Two weeks ago, the Federal Railroad Administration (FRA) issued its final rule on the establishment of System Safety Programs (SSPs). According to FRA sources, this rule has been a long time in the making. (The FAA has had similar rules for almost two decades.) The rule primarily seeks to address defined methods of identifying potential safety hazards in the passenger railroad environment, clear ways of defining progress towards eliminating those hazards, and a paper trail that will demonstrate how the railroads are moving towards compliance with all FRA regulations.
To the uninitiated, railroad safety, like all industrial safety programs, looks like a simple matter of training. You either have safety or you don’t, and the outcome in terms of both employee and public accidents is a clear indicator of which is which. But it’s not that simple.
When I became a transportation specialist in the insurance business, I had to deal with all kinds of safety programs created by all manner of executives, managers, middle managers, and simply by workers who held meetings and reached a consensus on what is and is not safe. It may be cynical to say so, but those businesses, transportation among them, that had the most exposure to public liability for their unsafe actions, also had, by far, the best safety programs. It seems that exposure to public liability and the “bad press” that goes with it often provided the incentive for serious consideration of safety. This is anecdotal and not supported by any studies of which I am aware.
Often, the simplest of businesses, small manufacturing plants with under fifty workers, for example, had the worst safety programs. On the other end of the spectrum, railroads, even the smallest of transportation districts, are complex entities that operate some of the heaviest of imaginable machinery outdoors and under unpredictable and widely variable conditions. Should I expect them to have among the best of safety programs?
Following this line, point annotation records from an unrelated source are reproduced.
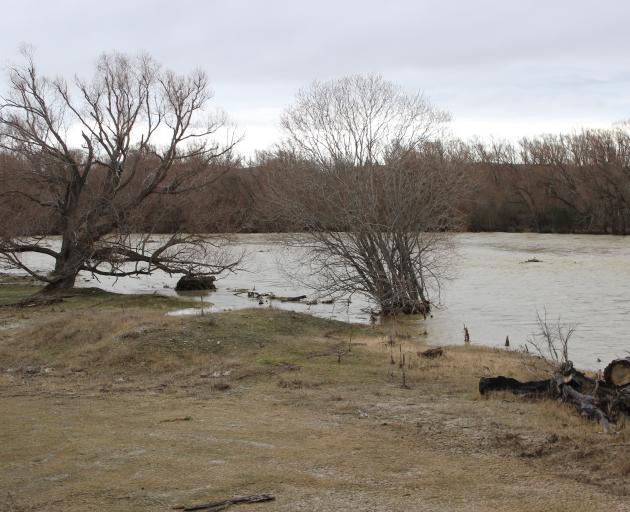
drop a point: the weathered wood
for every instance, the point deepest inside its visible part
(597, 400)
(215, 506)
(586, 405)
(538, 387)
(617, 373)
(196, 283)
(432, 353)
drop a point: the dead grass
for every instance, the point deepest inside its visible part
(93, 392)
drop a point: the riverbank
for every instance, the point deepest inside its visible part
(109, 404)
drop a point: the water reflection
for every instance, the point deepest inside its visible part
(493, 292)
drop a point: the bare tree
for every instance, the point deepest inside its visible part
(374, 194)
(93, 152)
(359, 120)
(551, 342)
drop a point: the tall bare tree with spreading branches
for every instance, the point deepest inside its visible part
(92, 152)
(372, 188)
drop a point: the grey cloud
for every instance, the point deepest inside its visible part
(533, 60)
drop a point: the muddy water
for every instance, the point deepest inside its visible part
(584, 279)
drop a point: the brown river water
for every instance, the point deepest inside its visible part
(583, 279)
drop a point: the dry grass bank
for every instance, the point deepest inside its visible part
(108, 404)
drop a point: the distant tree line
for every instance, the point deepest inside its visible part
(576, 183)
(365, 173)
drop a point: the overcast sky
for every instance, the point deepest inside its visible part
(501, 67)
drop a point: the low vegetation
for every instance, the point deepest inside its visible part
(110, 404)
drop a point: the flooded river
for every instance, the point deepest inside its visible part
(583, 279)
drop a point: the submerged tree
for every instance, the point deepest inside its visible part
(91, 153)
(374, 192)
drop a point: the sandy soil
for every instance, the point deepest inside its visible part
(280, 416)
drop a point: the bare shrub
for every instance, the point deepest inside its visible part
(375, 195)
Though most would like to be, and should be if they are managing risk properly, most are not fenced off or hidden away from general public access. The average customer for passenger rail service does not have a safety background and assumes that his safety is taken care of no matter where he or she is in the train or on the railroad’s property. The general public that does not ride the train is even less predictable, often never having had even the brief physical taste enjoyed by the railroad passenger of what immense forces are in play when a train has to go into emergency braking.
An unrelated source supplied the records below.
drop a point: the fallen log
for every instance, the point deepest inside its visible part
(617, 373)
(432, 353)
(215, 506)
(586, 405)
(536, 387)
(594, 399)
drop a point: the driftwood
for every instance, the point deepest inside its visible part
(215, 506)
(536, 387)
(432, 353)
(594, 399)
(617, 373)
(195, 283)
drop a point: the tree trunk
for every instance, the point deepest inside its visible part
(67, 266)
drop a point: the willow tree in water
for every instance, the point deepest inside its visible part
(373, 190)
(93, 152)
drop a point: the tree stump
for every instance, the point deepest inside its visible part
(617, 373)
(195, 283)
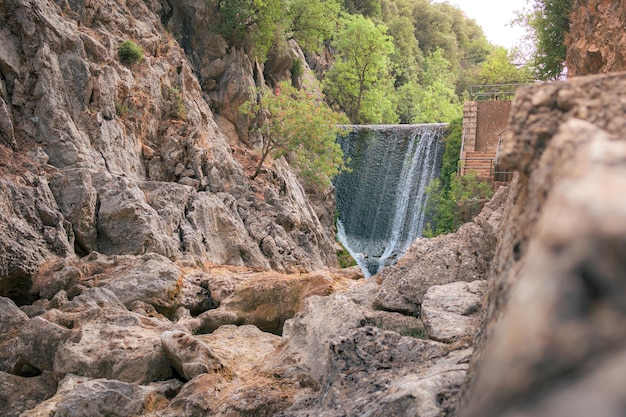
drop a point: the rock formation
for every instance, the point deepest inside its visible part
(143, 273)
(596, 40)
(101, 163)
(553, 339)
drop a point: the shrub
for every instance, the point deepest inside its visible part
(121, 108)
(130, 52)
(179, 111)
Which brings me to SSPs. System Safety as a discipline had its roots in the military management of safe ordinance systems and in nuclear power and other complex systems with high risk potential. SSPs have been refined to ultimately become a sub-discipline of systems engineering.
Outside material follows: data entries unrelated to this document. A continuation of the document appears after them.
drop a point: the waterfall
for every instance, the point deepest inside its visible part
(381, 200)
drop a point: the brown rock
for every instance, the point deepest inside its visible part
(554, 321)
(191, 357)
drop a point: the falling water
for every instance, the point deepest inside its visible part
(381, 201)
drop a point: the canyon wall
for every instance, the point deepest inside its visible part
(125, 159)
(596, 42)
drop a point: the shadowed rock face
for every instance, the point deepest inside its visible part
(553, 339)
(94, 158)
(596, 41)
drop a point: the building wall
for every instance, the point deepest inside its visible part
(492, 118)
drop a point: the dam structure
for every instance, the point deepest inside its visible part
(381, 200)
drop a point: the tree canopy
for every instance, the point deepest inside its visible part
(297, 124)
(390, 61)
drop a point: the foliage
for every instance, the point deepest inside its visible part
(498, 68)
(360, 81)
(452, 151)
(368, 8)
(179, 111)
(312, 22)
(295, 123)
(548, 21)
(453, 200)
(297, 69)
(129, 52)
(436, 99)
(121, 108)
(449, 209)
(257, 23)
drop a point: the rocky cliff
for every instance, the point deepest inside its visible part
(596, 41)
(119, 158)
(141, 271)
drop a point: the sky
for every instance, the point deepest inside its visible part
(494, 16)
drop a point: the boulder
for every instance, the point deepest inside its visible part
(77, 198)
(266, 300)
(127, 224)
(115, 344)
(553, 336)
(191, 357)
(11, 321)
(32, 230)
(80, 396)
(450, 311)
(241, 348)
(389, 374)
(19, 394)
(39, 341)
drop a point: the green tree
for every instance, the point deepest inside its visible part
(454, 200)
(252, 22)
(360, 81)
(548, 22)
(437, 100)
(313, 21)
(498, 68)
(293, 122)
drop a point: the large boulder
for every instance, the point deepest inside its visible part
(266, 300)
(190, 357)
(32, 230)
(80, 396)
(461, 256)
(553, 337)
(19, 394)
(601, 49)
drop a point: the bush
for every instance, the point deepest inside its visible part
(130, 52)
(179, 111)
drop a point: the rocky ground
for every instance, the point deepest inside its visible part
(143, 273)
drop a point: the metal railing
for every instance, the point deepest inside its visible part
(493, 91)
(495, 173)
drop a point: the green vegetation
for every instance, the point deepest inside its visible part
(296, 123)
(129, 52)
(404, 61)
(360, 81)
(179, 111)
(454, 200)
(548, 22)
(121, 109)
Here’s what’s to like about SSPs and their offshoots, SSPPs, or System Safety Program Plans: SSPs say that we don’t have to wait to plan for safety until something unsafe happens. In the passenger railroading business, this means that all personnel should be engaged in identifying hazards. A dining car chef, for example, might see a hazard in the way that frozen foods are loaded into the train.
For another example, take a car inspector, a key safety player who you would expect to focus on defects and hazards in the passenger carrying equipment. But he might also see a hazard in the way the train is spotted for inspection, or in the way his inspections are digested and made manifest to repair and maintenance personnel.
In a system safety environment, identify hazards takes on equal importance with implementing solutions, defining progress, and documenting the success of the system. Although nobody can ignore when things go wrong, system is not as focused on what went wrong and why as it is on what can go wrong and how to stop it.
SSPs are ongoing, interrelated, and virtually as complex as the railroad environment itself. Under the perfectly functioning SSP, no railroad accident should ever happen. The only thing different about an FRA mandated approach to SSP is that the FRA takes it for granted that regulatory compliance is equivalent to a perfectly functioning program.
Whether that is true or not, this is a bold step in the right direction for safety on all passenger railroads.
For an excellent example of an SSPP for passenger rail, see the American Public Transportation Association’s manual for development at http://www.apta.com/resources/reportsandpublications/Documents/commuter_rail_manual.pdf
©2016 – C. A. Turek – mistertrains@gmail.com
(Charles A. Turek is a writer and novelist based in Albuquerque, NM. After four decades working in areas of the insurance industry related to transportation, he now writes on all aspects of American railroading. Charles is a political conservative but believes in public funding of passenger rail as a part of the federal government’s constitutionally conservative obligation to provide for defense and public infrastructure so that private enterprise may flourish.)